Sosyal güvenlik sisteminde etkin tedbirler alınmasına ihtiyaç bulunmaktadır. Prim alacaklarının özenli, etkin ve tavizsiz bir şekilde takip ve tahsil edilmesini, prim alacakları karşılığında edinilen taşınmazların gerçek değeri üzerinden hızla satılarak kaynağa dönüştürülmesini, hastane, ilaç ve tıbbi malzeme ödemeleri konusunda etkin önlemler alınmasını gerekli görüyoruz.

Kayıt dışı istihdam ve prime esas kazancın düşük bildirilmesi önemli bir sorundur. Kayıt dışı istihdam oranı 2025 yılı üçüncü çeyreği itibarıyla yüzde 26,9'dur. Sosyal güvenlik sisteminde sigortalı sayısının ve gelirlerinin artırılması için kayıt dışı istihdamın kayda alınması ve prime esas kazancın düşük bildirilmesinin önlenmesi gerekmektedir. 2026 Yılı Cumhurbaşkanlığı Yıllık Programı'nda aylık bağlama sisteminin kişilerin daha çok istihdamda kalmasını teşvik edecek ve mali yük getirmeyecek şekilde yeniden düzenleneceği yer almıştır.

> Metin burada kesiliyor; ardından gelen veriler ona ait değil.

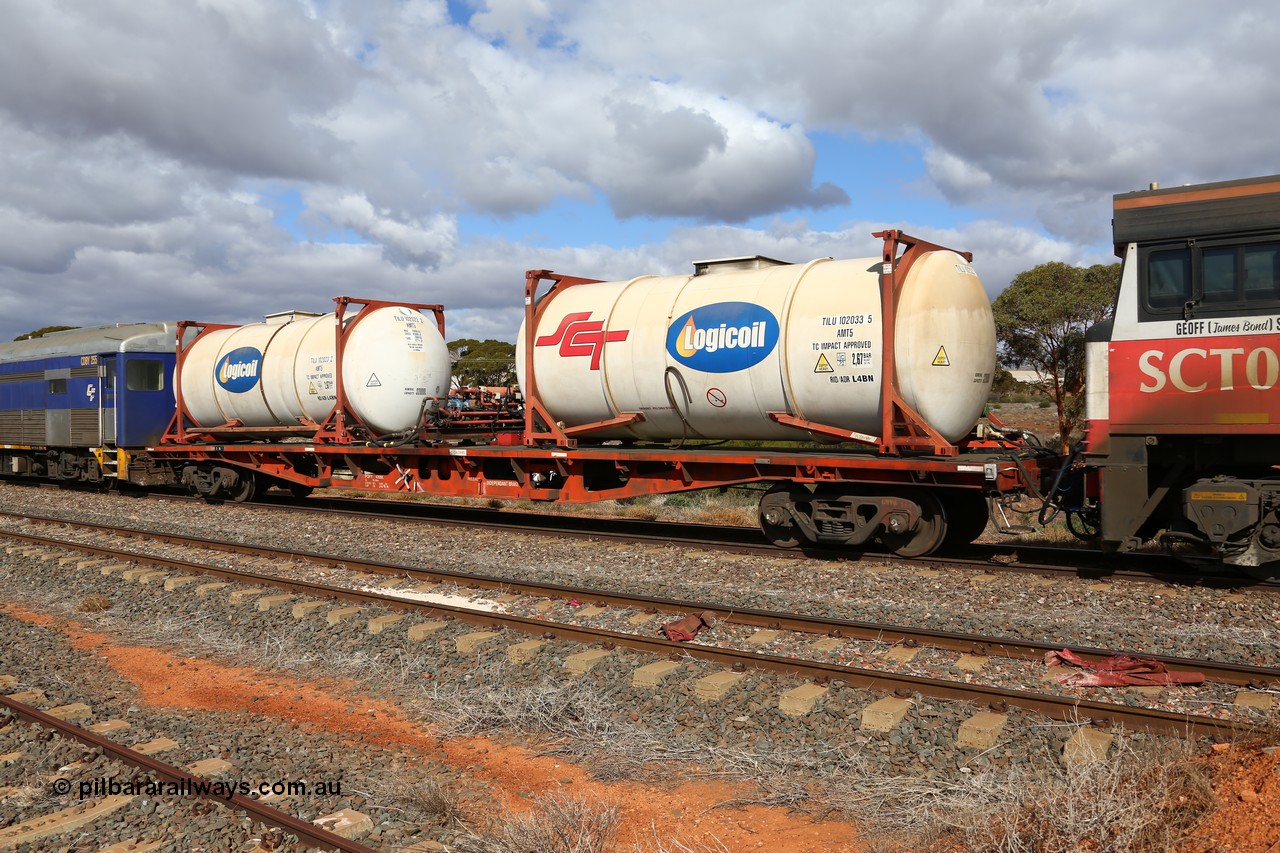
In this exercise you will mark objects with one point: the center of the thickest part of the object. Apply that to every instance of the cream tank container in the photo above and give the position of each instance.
(711, 355)
(273, 374)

Emeklilerimizin yıllarca hizmet verdikten sonra geçim kaygısı duymadan onuruna yaraşır bir hayat sürmesini temin etmek devletin önemli ve öncelikli görevlerinden biridir. Aslında sosyal sigorta sisteminde ödenen primler ile bağlanan emekli aylıkları arasında bir denge olması gerekmektedir. Bu dengede bozulma olduğu, emekli aylıkları arasında ciddi eşitsizlikler oluştuğu görülmektedir. Aylık bağlama sisteminde kişilerin daha çok istihdamda kalmasını da teşvik edecek şekilde aylık bağlama oranının artırılması ve büyümeden tam pay verilerek güncelleme katsayısının iyileştirilmesi, emekli aylıkları arasında oluşan eşitsizlikleri kademeli olarak giderecek düzenlemelerin yapılması gerekli görülmektedir.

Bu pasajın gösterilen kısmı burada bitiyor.